Getting What You Paid For is Not Enough in eCommerce.
Even purchasing groceries online comes with expectations: a careful packaging, a polite delivery person, helpful customer service, and many more factors considered by the new customer before a second purchase. Are these factors taken in consideration in your go-to-market strategies or product development process?
Returning customers will be familiar with your online store and how the product arrives. Moreover, returning customers will know to appreciate new features and give you helpful feedback.

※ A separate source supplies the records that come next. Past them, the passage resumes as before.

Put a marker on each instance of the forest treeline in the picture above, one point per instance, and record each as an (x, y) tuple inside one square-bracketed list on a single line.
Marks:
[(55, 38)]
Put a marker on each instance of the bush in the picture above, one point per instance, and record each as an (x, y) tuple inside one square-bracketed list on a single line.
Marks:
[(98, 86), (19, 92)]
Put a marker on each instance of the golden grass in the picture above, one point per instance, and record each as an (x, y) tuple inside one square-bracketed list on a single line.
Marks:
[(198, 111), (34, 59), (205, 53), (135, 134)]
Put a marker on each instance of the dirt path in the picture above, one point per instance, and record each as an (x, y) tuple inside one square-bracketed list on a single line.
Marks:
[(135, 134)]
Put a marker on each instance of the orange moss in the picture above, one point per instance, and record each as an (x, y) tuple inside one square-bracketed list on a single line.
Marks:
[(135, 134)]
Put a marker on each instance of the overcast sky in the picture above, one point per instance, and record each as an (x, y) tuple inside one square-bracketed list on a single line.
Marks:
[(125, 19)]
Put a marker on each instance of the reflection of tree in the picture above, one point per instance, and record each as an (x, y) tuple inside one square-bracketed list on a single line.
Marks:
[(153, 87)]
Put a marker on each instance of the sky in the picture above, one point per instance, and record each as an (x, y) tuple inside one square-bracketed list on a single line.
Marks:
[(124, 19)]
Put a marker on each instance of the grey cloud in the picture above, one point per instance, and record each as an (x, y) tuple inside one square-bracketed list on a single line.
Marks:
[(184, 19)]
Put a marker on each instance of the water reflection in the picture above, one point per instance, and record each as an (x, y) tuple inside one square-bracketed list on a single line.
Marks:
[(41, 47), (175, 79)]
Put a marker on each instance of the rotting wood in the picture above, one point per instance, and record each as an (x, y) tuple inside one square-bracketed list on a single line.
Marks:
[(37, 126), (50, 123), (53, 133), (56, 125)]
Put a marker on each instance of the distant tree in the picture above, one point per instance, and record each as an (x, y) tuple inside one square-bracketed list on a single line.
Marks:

They will even feel safe to purchase more products or try new ones.
The Future of eCommerce & Product Management
As the eCommerce domain has been growing and evolving for the last few years, many research pieces have predicted the end of shopping centers and the shifting towards online stores and large distribution warehouses. Even before the COVID-19 era, eCommerce shifted in the last year with a handful of businesses creating complementary experiences online: try the product in the store, purchase it online, and have it delivered to you. Or, order online and pick it up in the store. The complementary experience is manifested in new products that make our online experience virtual and physical altogether. For example, Amazon’s IoT product “the Dash button” for quick Add to Cart outside the app or a computer. Today we already see the first data of new experience of shopping via smart speakers, adopted by tech fans as well as senior citizens who use the smart speaker as their shopping assistance, among other things.
More and more online users are looking for a smooth, personalized experience that will provide an accessible and relevant user journey. Many online stores use technologies that enable a personalized user journey, such as Artificial intelligence and Machine Learning. These technologies analyze big data quickly and learn patterns of user behavior to understand the user and predict their decision-making in the online arena.
The future eCommerce product manager will be even more user-oriented, as the product is adapting to the user behavior almost automatically. Data and context may be gathered to be as personal as possible, as platforms and technology evolve. Now it’s possible to get data from watches, speakers and TV sets.
The future product manager will have to decide not only what metrics to use but also test the relevant source to create the relevant user profile and lead users all the way to the cart.